I promised you a sleep chart, and here I deliver unto you a sleep chart.
I made several decisions with this sleep chart that might not, at first, make obvious sense. Like, for example, starting the week on a Wednesday.
(Here it is in PDF: Sleep Chart 11-14-07 — 11-21-07-1. Clean templates are at the bottom of the post)
To tell you the truth, I don’t remember why I did that. I know I had a reason at the time, and it seemed to be a good one. Possibly because I wanted to show how far my sleep wandered between Thursday and Tuesday (seeing as I normally taught Thursdays and Tuesdays).
The other potentially less than obvious choice was the way I arranged the hours. The top of each column starts with 12 pm, so we have the day change (aka night time)Â in the middle of the chart. I wanted to show my sleep patterns, and the best way to look at those seemed to me to have the time in which I ought to be asleep showcased as a solid block.
I made the night time hours a darker blue and the daytime hours pale blue, so I could tell at a glance if I was sleeping at the appropriate time of day. Green was for when I actually slept.

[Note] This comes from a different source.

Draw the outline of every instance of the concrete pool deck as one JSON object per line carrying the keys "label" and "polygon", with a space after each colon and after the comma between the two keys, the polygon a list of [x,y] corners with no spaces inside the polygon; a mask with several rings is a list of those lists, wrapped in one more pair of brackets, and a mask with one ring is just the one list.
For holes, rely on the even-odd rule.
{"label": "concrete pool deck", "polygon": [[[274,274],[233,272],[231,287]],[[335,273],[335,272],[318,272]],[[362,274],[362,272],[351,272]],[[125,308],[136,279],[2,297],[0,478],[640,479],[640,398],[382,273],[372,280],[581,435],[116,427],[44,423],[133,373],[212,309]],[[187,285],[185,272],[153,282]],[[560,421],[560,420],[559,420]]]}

In a “normal” pattern, like the one to the left here, the green would have been closer to the center of the chart. That’s pretty much my ideal pattern.
In my actual pattern, well, the green kinda slops all over the place, filling up morning hours and dripping over into the afternoons some days. Except, of course, for the days when I had to be up in time to teach or hold office hours. In which case, those green sections are looking sadly anemic. (Four hours! Can you imagine being coherent enough to rein in a classroom of resentful 18 year olds on four hours of sleep? Gah.)
The one yellow block in my actual chart is to indicate restlessness. The white block in the middle of the green indicates me being stuck awake for an hour. When I used an alarm to wake up, I wrote that down. When I took a medication, I wrote that down. When I got up to go to the bathroom, I wrote that down, too (bw = bathroom waking).
And here’s the addendum to that chart, which I kept on the same page.
I kept track of my hours of sleep debt at the bottom there. That week adds up to 10.5 hours of sleep debt, assuming 8 hours of sleep a night is the norm. It’s no wonder my charts made an impression on my doctor – they made it pretty clear that my sleep was crap.
If you’d like to try charting your own sleep, feel free to appropriate my templates. Or improve on them. Just, if you improve on them, please give me a copy, too!